DECLASSATO La volata di Torino – contornata da un po’ di cadute e vinta dal tedesco Nikias Arndt dopo il declassamento di Giacomo Nizzolo, reo di aver chiuso verso le transenne Sacha Modolo – ha calato il sipario su un Giro difficile, bellissimo, equilibrato, velocissimo (per la seconda volta si è sfondato il muro dei 40 orari), aperto dall’inizio alla fine, con gli immancabili colpi di scena. Un Giro onorato non solo dal nostro campione più acclamato e atteso, ma anche da tanti altri attori. Un Giro che ha avuto una regia perfetta. La partenza regale dall’Olanda, con sua maestà Guglielmo Alessandro tifoso d’eccezione tra un muro di sudditi a bordo strada, ha mandato subito in rosa il beniamino di casa Tom Dumoulin, per un centesimo di secondo. Poi è entrato in scena il velocista principe Marcel Kittel. E l’arrivo in Italia, accolto col calore e l’entusiasmo tipici del Sud, non poteva essere più esaltante, grazie all’assolo di uno dei nostri più cristallini talenti, Diego Ulissi, che ha messo il Giro sulla rampa di lancio.
SPETTACOLO I ritiri eccellenti per motivi diversi – dagli stessi Kittel e Dumoulin all’altro sprinter Greipel e all’uomo da classifica Landa – non hanno tolto nulla allo spettacolo e al sale delle sfide, accesissime, che hanno animato tutte le giornate.
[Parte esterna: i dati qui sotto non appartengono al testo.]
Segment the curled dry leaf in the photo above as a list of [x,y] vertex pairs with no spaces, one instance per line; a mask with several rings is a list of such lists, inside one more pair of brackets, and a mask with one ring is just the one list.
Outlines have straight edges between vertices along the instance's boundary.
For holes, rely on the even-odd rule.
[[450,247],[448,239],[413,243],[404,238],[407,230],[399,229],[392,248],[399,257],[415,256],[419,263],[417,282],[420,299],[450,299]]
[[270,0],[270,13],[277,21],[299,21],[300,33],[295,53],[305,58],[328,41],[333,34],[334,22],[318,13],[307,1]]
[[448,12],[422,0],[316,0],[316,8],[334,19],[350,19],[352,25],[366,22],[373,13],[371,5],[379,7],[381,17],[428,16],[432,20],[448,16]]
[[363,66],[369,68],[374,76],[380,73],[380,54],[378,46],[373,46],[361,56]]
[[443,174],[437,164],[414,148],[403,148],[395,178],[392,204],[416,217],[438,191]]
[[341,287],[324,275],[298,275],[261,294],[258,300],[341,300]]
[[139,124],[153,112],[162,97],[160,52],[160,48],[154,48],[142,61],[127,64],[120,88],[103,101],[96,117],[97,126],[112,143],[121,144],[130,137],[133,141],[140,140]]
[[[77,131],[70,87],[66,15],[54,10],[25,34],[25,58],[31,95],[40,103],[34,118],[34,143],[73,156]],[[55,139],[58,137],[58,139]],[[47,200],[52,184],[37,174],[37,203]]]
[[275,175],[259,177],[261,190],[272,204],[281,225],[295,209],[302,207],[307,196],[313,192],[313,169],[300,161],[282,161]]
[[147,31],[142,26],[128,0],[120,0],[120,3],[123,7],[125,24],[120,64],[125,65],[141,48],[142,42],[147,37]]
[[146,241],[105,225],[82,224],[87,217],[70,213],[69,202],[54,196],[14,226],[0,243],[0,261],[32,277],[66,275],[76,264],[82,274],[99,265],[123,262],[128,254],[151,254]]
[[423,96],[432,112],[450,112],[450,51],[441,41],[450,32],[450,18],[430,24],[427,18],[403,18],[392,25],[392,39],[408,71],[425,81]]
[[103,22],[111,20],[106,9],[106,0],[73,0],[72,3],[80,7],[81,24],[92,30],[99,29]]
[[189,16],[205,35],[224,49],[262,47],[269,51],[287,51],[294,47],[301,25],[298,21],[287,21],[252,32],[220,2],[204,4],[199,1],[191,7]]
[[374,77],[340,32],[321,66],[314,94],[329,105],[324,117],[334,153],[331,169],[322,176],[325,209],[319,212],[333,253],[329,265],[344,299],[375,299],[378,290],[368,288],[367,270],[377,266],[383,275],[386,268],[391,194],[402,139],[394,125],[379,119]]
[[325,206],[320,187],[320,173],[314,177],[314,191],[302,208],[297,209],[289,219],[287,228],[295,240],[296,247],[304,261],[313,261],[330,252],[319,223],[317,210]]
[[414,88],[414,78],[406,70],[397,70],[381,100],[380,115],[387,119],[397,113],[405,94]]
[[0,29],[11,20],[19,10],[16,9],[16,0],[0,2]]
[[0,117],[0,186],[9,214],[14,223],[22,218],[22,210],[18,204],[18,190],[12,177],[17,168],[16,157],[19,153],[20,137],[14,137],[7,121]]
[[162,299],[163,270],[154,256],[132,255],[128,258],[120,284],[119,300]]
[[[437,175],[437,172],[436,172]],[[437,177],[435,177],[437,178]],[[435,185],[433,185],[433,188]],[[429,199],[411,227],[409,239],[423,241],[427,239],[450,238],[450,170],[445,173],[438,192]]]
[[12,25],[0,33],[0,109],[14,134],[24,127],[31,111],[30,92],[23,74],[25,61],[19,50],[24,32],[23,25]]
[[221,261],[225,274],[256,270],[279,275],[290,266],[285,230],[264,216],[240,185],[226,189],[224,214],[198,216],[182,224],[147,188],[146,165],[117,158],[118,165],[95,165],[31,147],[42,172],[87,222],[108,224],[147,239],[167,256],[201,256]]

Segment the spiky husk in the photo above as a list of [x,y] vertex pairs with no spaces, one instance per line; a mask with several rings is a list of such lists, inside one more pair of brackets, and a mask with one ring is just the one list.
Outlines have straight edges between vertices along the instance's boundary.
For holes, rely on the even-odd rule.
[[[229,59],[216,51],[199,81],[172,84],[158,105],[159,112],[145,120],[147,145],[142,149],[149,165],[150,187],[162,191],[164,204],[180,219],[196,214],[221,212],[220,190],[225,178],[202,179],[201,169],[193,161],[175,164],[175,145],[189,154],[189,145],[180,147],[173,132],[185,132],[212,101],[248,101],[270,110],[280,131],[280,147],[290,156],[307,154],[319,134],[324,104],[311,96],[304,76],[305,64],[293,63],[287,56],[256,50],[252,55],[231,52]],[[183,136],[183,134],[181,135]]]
Prova ne è che la maglia rosa ha avuto otto padroni diversi, tra cui il vicentino Gianluca Brambilla, una delle sorprese più belle. Prova ne è che c’è stata bagarre sin dal via di ogni tappa. A nobilitare la 99a edizione ci sono stati gli acuti di un campione eclettico e indomito come Valverde o di una luminosa speranza come Chaves, di un giovanissimo talento come Ciccone o di un gregario di lusso come Trentin. C’è stata la scoperta di giovani per il futuro come il lussemburghese Jungels e lo sloveno Roglic, che 5 anni fa si lanciava con gli sci dal trampolino.
ARABA FENICE E poi c’è stato soprattutto il thrilling finale. Alzi la mano chi si aspettava che l’olandese Kruijswijk – ma non è un carneade, sia chiaro – potesse andare addirittura in rosa e presentarsi a tre tappe dalla fine con tre minuti di vantaggio, prima di vedere infranto per terra il suo grande sogno. E chi avrebbe scommesso un euro sull’emozionante rimonta di Vincenzo Nibali, dato per finito – per qualcuno pronto addirittura a lasciare anzitempo il Giro – ma capace di risorgere negli ultimi giorni come l’araba fenice, grazie alla sua esperienza nel gestire corse di tre settimane, alla sua capacità di reagire alle avversità e di non farsi prendere dal panico, alla bravura dei compagni – non ce ne vogliano gli altri, ma Scarponi merita un monumento – e alla perfetta tattica dell’Astana. Questo, e tanto altro ancora, è stato il 99° Giro d’Italia. Che è appena andato agli archivi. Ma già ci manca.